Получив письмо, где вы пишете о необходимости быть осторожными, я задумалась, кто из моих друзей самый надежный. И я пришла к выводу, что хотела бы рассказать о вас только одному человеку. Я о нем очень высокого мнения. Надеюсь, что вы согласитесь со мной, какой он замечательный Но пусть он сам расскажет о себе!
Он не делает секрета из документа, который я вам посылаю, поэтому, я думаю, в моем поступке нет ничего неэтичного. Он немного смеется там над самим собой, но, я думаю, в этом тоже нет ничего дурного.

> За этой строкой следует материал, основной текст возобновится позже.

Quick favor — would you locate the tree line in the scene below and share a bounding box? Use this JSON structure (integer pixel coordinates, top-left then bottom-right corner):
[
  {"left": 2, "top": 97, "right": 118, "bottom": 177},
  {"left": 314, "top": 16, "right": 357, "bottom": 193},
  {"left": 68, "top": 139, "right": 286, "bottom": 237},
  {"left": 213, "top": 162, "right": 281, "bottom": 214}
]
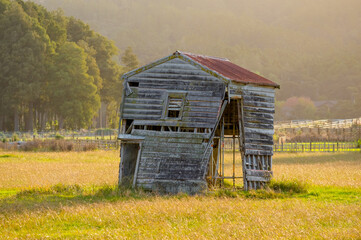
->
[
  {"left": 35, "top": 0, "right": 361, "bottom": 119},
  {"left": 0, "top": 0, "right": 138, "bottom": 131}
]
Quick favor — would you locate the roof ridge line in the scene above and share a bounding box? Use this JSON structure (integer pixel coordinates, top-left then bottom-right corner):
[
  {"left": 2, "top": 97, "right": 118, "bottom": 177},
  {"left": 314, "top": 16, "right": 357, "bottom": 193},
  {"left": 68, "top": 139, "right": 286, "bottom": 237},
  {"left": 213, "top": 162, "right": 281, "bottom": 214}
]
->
[{"left": 175, "top": 50, "right": 230, "bottom": 62}]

Краткая научная биография Гарри М. Ланкастера, написанная им самимГлавной особенностью, отличавшей Гарри М. Ланкастера среди других детей была ярко выраженная страсть к познанию. В остальном он не особенно выделялся – занимался спортом, разносил газеты, чтобы заработать карманные деньги, коллекционировал компьютерные игры. Заметно больше других тратил на книги. Не был ни особенно хорошим, ни особенно плохим – в его жизни были поступки, которых следовало стыдиться, хотя и не слишком сильно. Может показаться парадоксальным, что наиболее стыдно ему вспоминать, как он однажды вышел на крыльцо, запрокинул голову и прошептал: «Как хочу я познать все величие этого мира!» Казалось бы, чего тут стыдиться? Никаких свидетелей, не считая звезд и родительского дома за спиной. Но ему стало стыдно почти сразу же и не менее стыдно теперь, в момент написания этой биографии, хотя прошло уже более двенадцати лет. Почему?
Что стыдного в познании мира… если только действительно юный Гарри имел в виду всего лишь мир? Принимая как экспериментальный факт его чувства, стоит задуматься, чем они были вызваны. Например: КАКОГО ПОЛА БЫЛ МИР ДЛЯ ЮНОГО ГАРРИ?

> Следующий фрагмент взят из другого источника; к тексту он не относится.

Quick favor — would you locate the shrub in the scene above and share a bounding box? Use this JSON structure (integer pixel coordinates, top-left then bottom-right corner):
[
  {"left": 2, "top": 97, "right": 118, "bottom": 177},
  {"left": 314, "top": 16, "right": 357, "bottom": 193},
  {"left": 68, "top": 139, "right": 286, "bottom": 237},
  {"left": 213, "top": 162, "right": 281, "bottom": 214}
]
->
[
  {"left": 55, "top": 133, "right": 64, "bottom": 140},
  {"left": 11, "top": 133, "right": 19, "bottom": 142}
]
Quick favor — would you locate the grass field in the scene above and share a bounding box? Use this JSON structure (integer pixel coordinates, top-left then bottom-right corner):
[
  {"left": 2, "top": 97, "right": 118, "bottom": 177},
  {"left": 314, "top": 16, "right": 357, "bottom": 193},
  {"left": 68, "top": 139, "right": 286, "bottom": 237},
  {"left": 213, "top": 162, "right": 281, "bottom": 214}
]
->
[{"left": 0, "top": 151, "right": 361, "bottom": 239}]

В отличие от французского, немецкого или русского, слово «мир» отличается в английском языке полнейшей бесполостью. Но Гарри здесь, с нами, он сам может ответить на деликатный вопрос: для Гарри М. Ланкастера МИР БЫЛ И ОСТАЕТСЯ ОБЪЕКТОМ (ИЛИ СУБЪЕКТОМ) МУЖСКОГО ПОЛА. Как Творец в религии его предков. И это дает нам в руки ключ для объяснения иначе не объяснимого стыда Гарри. С миром для него всегда ассоциировался и продолжает ассоциироваться образ Отца. Познание же Отца является актом постыдным. Даже познание его величия.
С тех пор, как выйдя на крыльцо родительского дома Гарри М. Ланкастер неосторожно заикнулся о своем желании «познать все величие этого мира», стыд от неосторожно сказанных слов преследовал его. Ему было никуда не деться от неумолимого свидетеля. Он был бы рад доказать миру, что не имел в виду ничего плохого – что он оговорился, – но мир не верил Гарри, и Гарри это чувствовал. Миру не требовалось других средств, чтобы передать Гарри свой ответ, кроме чувств самого Гарри, ведь Гарри был его порождением.